Edith Juds Film „Dieter Roth“ erinnert an einen Künstler von Weltruhm, der den Erfolg nie genoss und sich nach ganz unten trank: „Einer muss am Grund forschen“

„Gegenstände dürfen oder sollen vergehen, und das tut ihnen und uns gut.“ Die Stimme, die das sagt, gehört dem Künstler Dieter Roth. Mit den Gegenständen, denen er so gar keine Dauer wünscht, meinte er nicht bloß zerbrochene Boote und Netze, die rund um sein Haus in Island langsam in Gras und Erde übergehen, sondern auch die eigenen Werke. Nicht umsonst ist er schließlich der Mann, der Schokolade und andere vergängliche Materialien in die Kunst einführte und sie damit dem Schimmel preisgab.

Wasser fließt über Moos, Schlamm brodelt in Geysiren. So beginnt das Filmporträt „Dieter Roth“ von Edith Jud mitten in Island und mittendrin zwischen Elementen in Gärung. Als ob die Erde noch nicht ganz fertig wäre, als ob das Leben allgemein und vielleicht auch das menschliche insbesondere eine zweite Chance erhalten könnten. Wenige Filmbilder später gleicht die Oberfläche noch immer dieser Fluss- und Strudelbildung, diesem langsamen Verhärten und Verkrusten. Aber das sind jetzt schon Bilder von Dieter Roth an den Wänden seines „Schimmelmuseums“ in Hamburg. Es brodelt weiter in Töpfen, Björn Roth kocht und rührt eine Masse an, mit der er die Skulpturen seines Vaters weiterbaut. Ein Turm aus Zuckerbüsten wächst und versackt zugleich, erdrückt durch das eigene Gewicht.

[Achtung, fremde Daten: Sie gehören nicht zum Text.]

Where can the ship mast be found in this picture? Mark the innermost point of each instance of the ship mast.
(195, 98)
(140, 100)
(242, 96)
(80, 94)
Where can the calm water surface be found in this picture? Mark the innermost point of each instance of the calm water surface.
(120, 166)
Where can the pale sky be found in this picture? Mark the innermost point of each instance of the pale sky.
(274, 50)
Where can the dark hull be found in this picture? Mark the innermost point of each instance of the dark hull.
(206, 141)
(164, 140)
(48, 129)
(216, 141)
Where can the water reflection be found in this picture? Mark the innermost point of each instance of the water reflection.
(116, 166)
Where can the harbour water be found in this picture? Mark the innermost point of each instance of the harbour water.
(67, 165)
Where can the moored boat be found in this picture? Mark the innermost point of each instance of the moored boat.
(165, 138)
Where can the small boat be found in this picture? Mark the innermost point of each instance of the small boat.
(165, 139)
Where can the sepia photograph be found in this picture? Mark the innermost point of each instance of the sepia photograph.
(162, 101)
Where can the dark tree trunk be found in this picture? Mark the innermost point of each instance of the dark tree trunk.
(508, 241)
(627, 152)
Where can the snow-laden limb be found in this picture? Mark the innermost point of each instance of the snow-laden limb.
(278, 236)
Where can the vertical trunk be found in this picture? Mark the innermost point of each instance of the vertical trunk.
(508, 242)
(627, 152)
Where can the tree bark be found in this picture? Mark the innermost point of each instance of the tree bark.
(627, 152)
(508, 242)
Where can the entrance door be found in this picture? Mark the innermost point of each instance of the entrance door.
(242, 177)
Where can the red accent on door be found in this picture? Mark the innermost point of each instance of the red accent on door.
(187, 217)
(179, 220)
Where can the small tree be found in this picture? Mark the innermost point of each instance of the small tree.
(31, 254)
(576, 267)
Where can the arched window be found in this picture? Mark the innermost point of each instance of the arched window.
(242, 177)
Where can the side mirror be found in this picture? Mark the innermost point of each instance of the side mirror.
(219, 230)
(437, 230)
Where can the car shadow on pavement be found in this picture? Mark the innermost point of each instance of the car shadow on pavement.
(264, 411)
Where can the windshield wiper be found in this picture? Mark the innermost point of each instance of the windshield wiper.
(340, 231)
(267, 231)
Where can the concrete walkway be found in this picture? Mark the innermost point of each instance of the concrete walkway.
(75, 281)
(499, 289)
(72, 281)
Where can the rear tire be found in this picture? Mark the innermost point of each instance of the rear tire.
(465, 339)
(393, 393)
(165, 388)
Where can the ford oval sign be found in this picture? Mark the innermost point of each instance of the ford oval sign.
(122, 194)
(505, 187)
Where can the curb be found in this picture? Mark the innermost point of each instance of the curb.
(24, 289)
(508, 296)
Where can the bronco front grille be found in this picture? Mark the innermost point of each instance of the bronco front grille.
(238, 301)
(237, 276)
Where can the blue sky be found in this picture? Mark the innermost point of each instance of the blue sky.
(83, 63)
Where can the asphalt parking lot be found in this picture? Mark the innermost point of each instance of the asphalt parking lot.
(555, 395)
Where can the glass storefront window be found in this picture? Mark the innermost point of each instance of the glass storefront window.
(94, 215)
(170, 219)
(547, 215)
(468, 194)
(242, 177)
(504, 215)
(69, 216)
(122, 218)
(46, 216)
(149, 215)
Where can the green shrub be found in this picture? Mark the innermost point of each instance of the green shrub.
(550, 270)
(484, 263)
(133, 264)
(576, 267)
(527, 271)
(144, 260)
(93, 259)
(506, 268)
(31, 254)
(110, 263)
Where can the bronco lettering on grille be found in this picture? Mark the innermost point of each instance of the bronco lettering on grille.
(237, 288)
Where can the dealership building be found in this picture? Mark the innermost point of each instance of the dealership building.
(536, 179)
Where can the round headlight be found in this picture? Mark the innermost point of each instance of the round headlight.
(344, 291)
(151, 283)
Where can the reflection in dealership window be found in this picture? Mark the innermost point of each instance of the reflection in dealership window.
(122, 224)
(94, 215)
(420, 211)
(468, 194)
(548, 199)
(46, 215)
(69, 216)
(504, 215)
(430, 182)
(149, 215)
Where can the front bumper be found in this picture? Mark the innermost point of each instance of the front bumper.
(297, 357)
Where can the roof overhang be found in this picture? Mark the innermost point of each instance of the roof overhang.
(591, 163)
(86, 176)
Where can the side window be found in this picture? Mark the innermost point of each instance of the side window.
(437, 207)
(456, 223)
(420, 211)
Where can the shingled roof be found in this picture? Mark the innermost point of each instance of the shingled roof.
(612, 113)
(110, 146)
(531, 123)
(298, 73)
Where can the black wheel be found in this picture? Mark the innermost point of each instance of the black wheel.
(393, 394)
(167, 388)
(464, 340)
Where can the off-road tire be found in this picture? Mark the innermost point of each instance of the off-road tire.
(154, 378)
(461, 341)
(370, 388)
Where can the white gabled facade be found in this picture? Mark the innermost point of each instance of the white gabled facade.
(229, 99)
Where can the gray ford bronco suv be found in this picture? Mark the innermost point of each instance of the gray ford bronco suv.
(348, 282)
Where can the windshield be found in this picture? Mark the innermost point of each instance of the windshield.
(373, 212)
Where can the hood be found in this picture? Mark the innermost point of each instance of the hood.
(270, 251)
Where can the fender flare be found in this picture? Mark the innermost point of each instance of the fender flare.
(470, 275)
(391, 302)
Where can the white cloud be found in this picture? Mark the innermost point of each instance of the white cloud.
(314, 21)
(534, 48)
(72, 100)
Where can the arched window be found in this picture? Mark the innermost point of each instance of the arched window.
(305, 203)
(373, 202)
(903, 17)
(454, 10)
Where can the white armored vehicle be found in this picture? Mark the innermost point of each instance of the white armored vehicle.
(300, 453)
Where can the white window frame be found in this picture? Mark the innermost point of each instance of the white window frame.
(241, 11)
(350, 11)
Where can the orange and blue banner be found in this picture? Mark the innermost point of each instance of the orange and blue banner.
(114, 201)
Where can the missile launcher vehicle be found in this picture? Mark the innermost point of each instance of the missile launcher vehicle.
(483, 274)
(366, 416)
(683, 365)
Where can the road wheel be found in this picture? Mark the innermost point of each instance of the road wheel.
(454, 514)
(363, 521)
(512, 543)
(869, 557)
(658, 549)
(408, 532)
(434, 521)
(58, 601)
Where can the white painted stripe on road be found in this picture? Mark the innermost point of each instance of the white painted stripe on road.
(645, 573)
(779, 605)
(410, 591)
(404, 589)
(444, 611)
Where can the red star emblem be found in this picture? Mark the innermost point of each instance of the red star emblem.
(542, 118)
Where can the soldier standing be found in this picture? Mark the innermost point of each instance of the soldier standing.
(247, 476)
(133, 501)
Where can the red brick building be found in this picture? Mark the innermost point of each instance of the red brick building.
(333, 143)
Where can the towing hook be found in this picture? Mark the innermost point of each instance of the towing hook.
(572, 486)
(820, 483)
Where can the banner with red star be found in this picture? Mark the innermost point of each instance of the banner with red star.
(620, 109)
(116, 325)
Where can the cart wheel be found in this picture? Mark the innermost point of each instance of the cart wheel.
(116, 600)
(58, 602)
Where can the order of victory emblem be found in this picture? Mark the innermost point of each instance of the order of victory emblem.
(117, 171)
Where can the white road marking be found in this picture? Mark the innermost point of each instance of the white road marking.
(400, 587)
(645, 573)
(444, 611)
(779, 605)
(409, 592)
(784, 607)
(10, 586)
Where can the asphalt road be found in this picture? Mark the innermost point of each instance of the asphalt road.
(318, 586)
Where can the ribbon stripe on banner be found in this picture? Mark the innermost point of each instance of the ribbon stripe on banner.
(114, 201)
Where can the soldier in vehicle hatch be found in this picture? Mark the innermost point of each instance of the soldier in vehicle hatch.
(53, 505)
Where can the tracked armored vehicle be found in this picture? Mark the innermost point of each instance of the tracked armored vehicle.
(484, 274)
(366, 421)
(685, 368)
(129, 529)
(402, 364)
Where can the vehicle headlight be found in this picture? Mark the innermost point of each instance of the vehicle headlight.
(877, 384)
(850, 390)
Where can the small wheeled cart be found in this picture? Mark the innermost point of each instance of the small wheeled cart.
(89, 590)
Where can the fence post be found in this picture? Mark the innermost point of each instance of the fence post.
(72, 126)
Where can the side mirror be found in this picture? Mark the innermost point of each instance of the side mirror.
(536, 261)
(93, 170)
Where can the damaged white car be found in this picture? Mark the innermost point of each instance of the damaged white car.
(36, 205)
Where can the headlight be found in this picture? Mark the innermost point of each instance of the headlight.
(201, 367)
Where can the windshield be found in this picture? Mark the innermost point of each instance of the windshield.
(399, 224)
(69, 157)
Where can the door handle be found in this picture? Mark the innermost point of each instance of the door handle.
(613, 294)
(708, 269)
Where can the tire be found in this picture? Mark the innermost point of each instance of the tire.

Selten fließt ein Film über Kunst so ruhig dahin wie dieses Porträt über den Fluxus-Künstler Dieter Roth. Zeit ist sein Thema, und Zeit wird allen gelassen für die Erinnerung: Seiner ersten Frau Sigridur Björnsdottir, von der er verlangte, alle ihre Bücher und Kleider wegzuwerfen, als sie heirateten. Seiner Geliebten Dorothy Iannone, die ihm und ihrer wilden Liebe in ihren schillernden Zeichnungen ein erotisches Denkmal gesetzt hat. Dem Verleger seiner Bücher und befreundeten Künstlern, die oft viel Zeit in die Realisierung seiner Ideen steckten. Und keiner beschwert sich, wie viel er von ihnen verlangt hat.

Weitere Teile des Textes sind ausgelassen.